Russia’s Federal Security Service (FSB) has launched a criminal investigation against exiled businessman Mikhail Khodorkovsky and other high-profile Kremlin critics, accusing them of planning a violent coup. The FSB announced on Tuesday that it was probing all 22 members of the Russian Antiwar Committee, a group comprised of politicians, business people, journalists, lawyers, artists and academics based abroad who are opposed to Russia’s war in Ukraine.
Besides Khodorkovsky, the group includes notable dissident Vladimir Kara-Murza, former world chess champion Garry Kasparov and ex-prime minister Mikhail Kasyanov.
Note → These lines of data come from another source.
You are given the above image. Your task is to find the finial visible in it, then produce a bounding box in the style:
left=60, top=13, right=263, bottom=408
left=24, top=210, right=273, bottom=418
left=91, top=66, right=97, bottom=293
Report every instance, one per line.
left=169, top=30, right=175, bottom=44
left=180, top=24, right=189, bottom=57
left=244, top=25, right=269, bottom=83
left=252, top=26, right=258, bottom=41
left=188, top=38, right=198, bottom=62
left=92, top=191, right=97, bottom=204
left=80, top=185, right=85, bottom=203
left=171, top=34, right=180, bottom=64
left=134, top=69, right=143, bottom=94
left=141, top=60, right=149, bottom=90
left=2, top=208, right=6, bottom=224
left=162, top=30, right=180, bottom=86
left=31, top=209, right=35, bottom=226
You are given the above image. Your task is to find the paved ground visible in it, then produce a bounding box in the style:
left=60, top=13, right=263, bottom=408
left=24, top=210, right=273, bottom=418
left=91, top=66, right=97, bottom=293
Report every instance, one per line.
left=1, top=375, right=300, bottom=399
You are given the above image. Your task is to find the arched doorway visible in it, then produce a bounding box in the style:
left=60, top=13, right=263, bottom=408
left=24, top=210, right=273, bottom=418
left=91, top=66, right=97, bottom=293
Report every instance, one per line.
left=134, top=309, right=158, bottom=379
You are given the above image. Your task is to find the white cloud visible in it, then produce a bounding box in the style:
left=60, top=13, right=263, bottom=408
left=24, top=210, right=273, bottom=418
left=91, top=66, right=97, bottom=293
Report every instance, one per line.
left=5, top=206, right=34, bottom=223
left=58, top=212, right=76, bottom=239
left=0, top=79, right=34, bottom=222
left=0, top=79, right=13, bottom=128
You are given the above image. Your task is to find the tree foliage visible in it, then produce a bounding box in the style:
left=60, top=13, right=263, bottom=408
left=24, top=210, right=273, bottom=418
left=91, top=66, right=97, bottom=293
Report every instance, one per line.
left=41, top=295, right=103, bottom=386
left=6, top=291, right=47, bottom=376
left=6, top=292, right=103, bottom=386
The FSB statement referred to the group as “Khodorkovsky and his accomplices”. Khodorkovsky dismissed the accusations – including that the Antiwar Committee had funded and recruited Ukrainian paramilitary units – as “absolutely false”. He insisted its activity was solely public, peaceful and humanitarian.
Khodorkovsky, a former oil tycoon who was once Russia’s wealthiest man, has warned that Putin sees the growing unity of his opponents as the biggest threat to his regime.
He told Reuters: “This alternative point of legitimacy represents the greatest danger for him and his regime.
“What this shows us is that this very approach to building relationships between international institutions and the consolidated Russian opposition… is precisely the right approach.”
Khodorkovsky, who served a decade in a Siberian prison on fraud charges that he and numerous Western nations deemed politically motivated, was pardoned in 2013 and subsequently left Russia.
Since 2022, he has emerged as a prominent figure among Russian exiles opposing Putin. After the onset of the war, Russia labelled him a “foreign agent”.
Now living in London, Khodorkovsky described the latest allegations as a “black mark” from the FSB.
He added: “Without a doubt, such a decision increases the level of risk for those who decide for themselves that they are ready to be an alternative to Putin’s regime.”